One of the most fascinating areas of scientific research over the past decade or so has been on the relationship between the health of the digestive system and it’s impact on brain function and mental health. While the complete explanation of how these two systems are related will take years and years to be understood there are compelling patterns that are emerging that we can already use clinically to make profound improvements in our health.
The Gut Microbiome
While it is true that we’ve known that the colon harbored lots of bacteria, exactly what role that bacteria played in our health has only been on the scientific radar for a much shorter time. Turns out the bacteria that reside inside of us produce vitamins, short chain fatty acids and other compounds that we require for healthy function. Just about every month, researchers are publishing new information showing that the diversity and quantity of our bacterial environment, or what we now call the “microbiome”, contributes to our overall health in many ways, including our mental health.
Gut Brain Connection
A simple search in PubMed database of research for “Gut microbiome and brain health in humans” pulls up 132 papers and articles. Here’s a quick sample.
In a recent study conducted by Ohio State University they found that gut bacteria had an effect on the temperament of toddlers between the ages of 18 and 27 months. The children who showed more of a positive mood, were curious and social had the most diverse types of gut bacteria.
It’s not just toddlers that are effected, adults suffer the same mood altering symptoms when their gut flora is out of balance too. Another study found that there is a difference in gut bacteria between those who suffer with symptoms of anxiety and depression and those who do not. Those who have a balance between friendly and pathogenic bacteria suffer less from depression and anxiety than those who have an overgrowth of harmful bacteria.
In another study published in the journal Gut in 2017 showed that patients who suffered from a bacterial overgrowth in their small intestines (called SIBO) tended not only to have Irritable Bowel Syndrome (IBS) but many symptoms other symptoms including “brain fog”. When the researchers removed key foods that are known to make SIBO and IBS worse the symptom of brain fog was also reduced significantly.
Several Mechanisms May Be At Play
Your gut is known as your “second brain” with over 100 million neurons. That’s more neurons than you have in your head! Some of the microbes that live in the gut secrete chemicals that are used by the neurons to communicate and regulate our mood and brain function. For example, over 90% of the serotonin in our body originates in the gut. Serotonin is a neurotransmitter that affects mood, appetite, digestion, sleep, memory and sexual function and desire. The quantity and diversity of healthy bacteria in the gut may dramatically shape the production and effect of serotonin and other neurotransmitters.
Researchers in Sweden have recently shown that disruptions in the normal diversity of gut bugs may lead to intestinal barrier breakdown called “leaky gut” and that once the gut barrier is leaky it can lead to a leaky blood brain barrier. In addition, research is showing us that certain types of bacteria produce toxins that have a detrimental affect on our mental health.

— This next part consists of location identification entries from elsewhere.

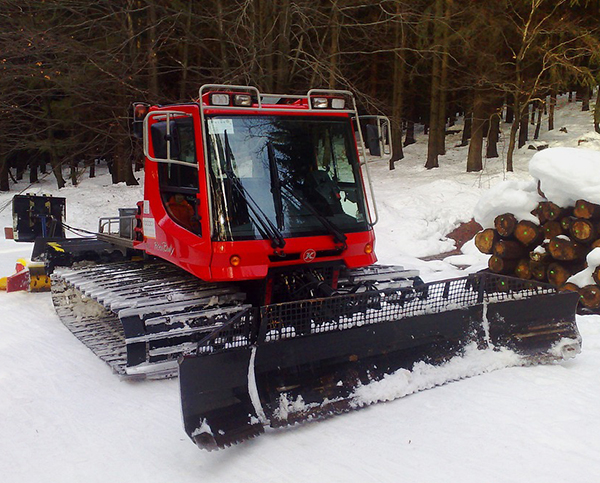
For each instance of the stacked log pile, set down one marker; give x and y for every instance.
(551, 250)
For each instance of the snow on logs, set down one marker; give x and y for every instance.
(549, 229)
(547, 253)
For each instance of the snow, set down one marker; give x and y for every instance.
(65, 417)
(584, 278)
(567, 174)
(517, 197)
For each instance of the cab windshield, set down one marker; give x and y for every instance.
(299, 175)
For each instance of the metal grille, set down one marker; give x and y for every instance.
(240, 331)
(341, 312)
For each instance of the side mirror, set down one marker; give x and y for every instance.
(166, 142)
(140, 110)
(378, 135)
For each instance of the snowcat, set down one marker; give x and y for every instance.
(249, 269)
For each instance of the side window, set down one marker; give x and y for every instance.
(178, 182)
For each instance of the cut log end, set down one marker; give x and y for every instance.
(585, 209)
(505, 224)
(590, 296)
(485, 240)
(528, 233)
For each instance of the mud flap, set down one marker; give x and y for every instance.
(216, 403)
(538, 328)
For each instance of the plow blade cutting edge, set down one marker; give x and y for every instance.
(311, 359)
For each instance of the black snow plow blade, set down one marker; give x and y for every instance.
(310, 359)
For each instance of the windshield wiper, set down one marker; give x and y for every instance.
(336, 233)
(275, 185)
(277, 239)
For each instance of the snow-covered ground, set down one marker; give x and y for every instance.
(65, 417)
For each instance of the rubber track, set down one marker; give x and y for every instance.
(163, 308)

One of the most notorious offenders is called lipopolysaccaride or LPS. Put these two scenarios together and you have a recipe for lots of problems. When LPS goes into circulation from a leaky gut and then gets into the brain via the leaky brain barrier it can trigger brain inflammation. Brain inflammation may manifest as depression, anxiety, loss of mental acuity and brain fog.
One more potential mechanism involves the production of histamine by bacteria in the small intestine. This is what the researchers believe is happening in the case of the IBS patients I referenced in the study above. They postulate that when we have an overgrowth of bacteria in the small intestine and we eat certain foods that feed those bacteria, the bacteria produce high levels of histamine and it is these levels of histamine that cause brain fog type symptoms.

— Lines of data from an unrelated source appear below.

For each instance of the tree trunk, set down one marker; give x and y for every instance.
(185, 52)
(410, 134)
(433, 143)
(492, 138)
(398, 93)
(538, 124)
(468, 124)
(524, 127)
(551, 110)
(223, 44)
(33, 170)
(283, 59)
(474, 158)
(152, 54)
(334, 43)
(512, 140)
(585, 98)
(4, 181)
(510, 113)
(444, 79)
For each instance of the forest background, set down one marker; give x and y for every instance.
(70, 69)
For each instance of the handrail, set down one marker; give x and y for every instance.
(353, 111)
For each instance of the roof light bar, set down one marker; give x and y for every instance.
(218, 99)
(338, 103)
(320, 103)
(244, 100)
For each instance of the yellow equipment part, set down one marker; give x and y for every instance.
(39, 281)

This is obviously just a small sample of the research that is going on in this arena. There are other mechanism that involve food allergies, celiac and non-celiac gluten sensitivity, inflammatory chemicals, stress hormones etc but we’ll have to save that for another post in the future.
Instead, we want to dive into a discussion about what disrupts your gut balance and we can do to build a healthier gut environment.

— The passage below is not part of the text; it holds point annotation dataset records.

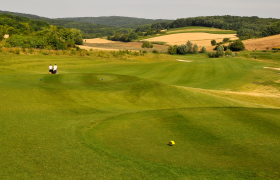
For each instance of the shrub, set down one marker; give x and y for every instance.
(203, 49)
(172, 49)
(213, 42)
(236, 46)
(182, 49)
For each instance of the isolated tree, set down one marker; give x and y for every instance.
(147, 44)
(203, 49)
(172, 49)
(236, 46)
(195, 48)
(228, 52)
(213, 42)
(182, 49)
(220, 51)
(226, 40)
(1, 35)
(190, 46)
(133, 36)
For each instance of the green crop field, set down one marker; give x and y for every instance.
(112, 118)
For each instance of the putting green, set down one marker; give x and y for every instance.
(223, 115)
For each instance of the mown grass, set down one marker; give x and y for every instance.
(104, 117)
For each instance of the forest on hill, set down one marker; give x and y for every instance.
(246, 27)
(30, 33)
(89, 30)
(92, 27)
(116, 21)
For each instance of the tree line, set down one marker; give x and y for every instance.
(246, 27)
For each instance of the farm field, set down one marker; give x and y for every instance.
(202, 36)
(201, 39)
(262, 43)
(112, 118)
(103, 44)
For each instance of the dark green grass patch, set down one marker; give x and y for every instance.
(233, 140)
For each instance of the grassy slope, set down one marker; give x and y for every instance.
(75, 125)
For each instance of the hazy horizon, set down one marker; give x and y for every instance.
(154, 9)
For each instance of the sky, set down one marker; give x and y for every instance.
(150, 9)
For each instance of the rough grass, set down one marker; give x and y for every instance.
(74, 125)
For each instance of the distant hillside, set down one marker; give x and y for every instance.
(30, 16)
(89, 30)
(116, 21)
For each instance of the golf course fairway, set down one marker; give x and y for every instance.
(112, 118)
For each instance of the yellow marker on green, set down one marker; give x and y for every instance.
(171, 143)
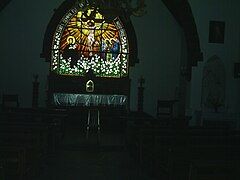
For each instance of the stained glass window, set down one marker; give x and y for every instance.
(85, 40)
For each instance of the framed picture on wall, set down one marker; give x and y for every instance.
(216, 31)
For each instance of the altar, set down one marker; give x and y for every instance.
(67, 99)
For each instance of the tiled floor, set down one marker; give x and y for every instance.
(79, 158)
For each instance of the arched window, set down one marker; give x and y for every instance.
(85, 40)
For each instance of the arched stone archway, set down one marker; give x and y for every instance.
(181, 10)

Top Disruptors of a Healthy Gut Microbiome
Chlorinated and fluoridated water: Both chlorine and fluoride kill bacteria, both friendly and pathogenic.
Soda: phosphoric acid upsets the fragile acid-alkaline balance of the digestive system which affects the microbiome.
Processed Foods: Contain excess sugar which feed bad bacteria.
Antibiotics: Kill both good and bad bacteria. If you use antibiotics be sure to build up the friendly bacteria in your gut with probiotics.
Top Ways to Feed your Beneficial Bacteria
Foods rich in fiber like legumes, fruits, vegetables, nuts and seeds feed the microbiome.
Foods high in probiotics build up the microbiome, especially fermented foods, like sauerkraut. Learn how to make your own here.
Take a multi-strain probiotic supplement especially if you are not eating fermented foods.